Published 12:52 pm Sunday, August 16, 2015
WINDSOR – They will continue to push jobs and economic growth.
This comes from Region-Q Workforce Development Board Chairman Walter Dorsey when he gave an organizational update to the Bertie County Board of Commissioners at their Aug. 3 meeting.
With Bryant Buck’s appointment as Director of the Mid-East Commission (MEC) on July 1, the MEC will work with the five counties in the region (Hertford, Bertie, Martin, Beaufort, and Pitt) in implementing the new Workforce Innovation and Opportunity Act (WIOA), a program that replaces the Workforce Investment Act (WIA) which the Commission handled for nearly 30 years.
Region Q Workforce Investment Consortium, a public-private partnership, administers a five county system of workforce development programs that prepare citizens for the workforce, including those who are facing economic disadvantage, job loss, and other barriers to employment.
Serving the five counties, these programs also provide a central point for businesses for listing jobs, applicant screening and development of training systems. The Workforce Development Board (WDB) develops policy and oversees these programs.
The counties have also agreed to work jointly as a consortium that will promote economic development in the region. Buck and Dorsey presented the consortium agreement to the Commissioners in May and the Board approved Resolution and Articles of Association for the WIOA as recommended.
“All five counties have ratified the agreement, so it’s in full force and effect,” Dorsey told the Commissioners.
Dorsey also reported that in adult expenditures, the WDB came in at 89 percent of its program dollars out of $1,206,000. He said similar groups across the state only reach 80 percent.
“So we’re in really good shape,” he added.
As for any funds that remain after disbursement, Dorsey said after a two-year period, the money is re-distributed through re-programming. He further said it was good news that because of so few plant closings or major lay-offs in the region, dislocated worker funds were held to 72 percent out of $902,000. A total of $1,030,000 was spent for youth employment training and education.
Workforce Board membership, made up of 19 members from the five counties of Region-Q, has altered membership guidelines. The changes come as Bertie has one certain open slot – and possibly a second – on the board to be filled. The board consists of two business representatives from each county (10), with the other nine members made up from small businesses, women, and minorities; all appointed by the County Commissioners.
“I leave this to (you) how you wish to dispose of that,” Dorsey said. “Whether you want to make contact or whatever; I don’t give names, I’ll work and serve with whoever is picked at the pleasure of the board.”
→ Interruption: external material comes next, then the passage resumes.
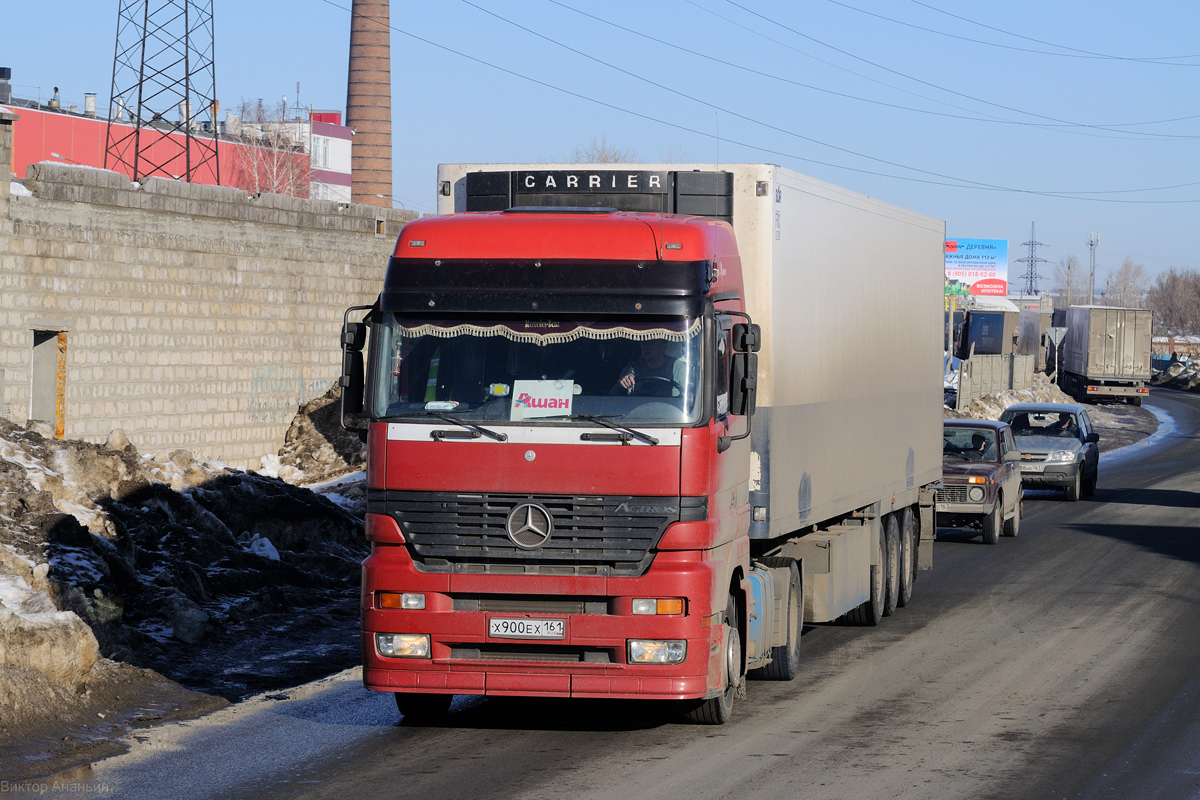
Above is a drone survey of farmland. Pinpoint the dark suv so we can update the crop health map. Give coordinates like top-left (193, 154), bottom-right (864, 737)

The Bertie vacancy is for a representative from organized labor, and the other could be coming from the private sector. Dorsey said he hoped the Bertie Commissioners could make their county’s appointment as soon as possible to make the next scheduled bi-monthly meeting in Williamston. Meeting months are January, March, May, September, and November.
“The next (Workforce) Board meeting is second Wednesday in September,” he reminded, “so I hope you can move as quickly on that.
Commissioner John Trent requested clarity on an ‘organized labor’ rep, and Dorsey said state employees’ organizations and national teacher’s groups would qualify.
“Somebody even mentioned the Postal Service,” he replied. “It’s a lot looser than it once was. I like to use organized labor because we don’t have that many.”
Chairman Ronald “Ron” Wesson inquired about attendance and participation.
“If we’re going to put people on, we want to make sure they’re going to be active, and if they’re not active we want to know about it because we’ll put somebody on who will,” Wesson stated.
“I agree with you,” Dorsey replied. “With this small board we keep them engaged, but they need to be there.”
He went on to state Bertie reps have been attending meetings, barring health issues and conflicts, which he said have been few.
Dorsey said the growth sectors for jobs in Bertie County, as well as across northeastern North Carolina – called the Northeastern Partnership – were in health care, advanced manufacturing, agri-science and bio-technology.
“You have a number of those representative companies in your county,” Dorsey maintained.
The Commissioners complimented Dorsey and the WDC, despite the challenges, for the work they’ve done.
“We’ve got good people all around the region, this isn’t just one person it’s a team,” Dorsey concluded.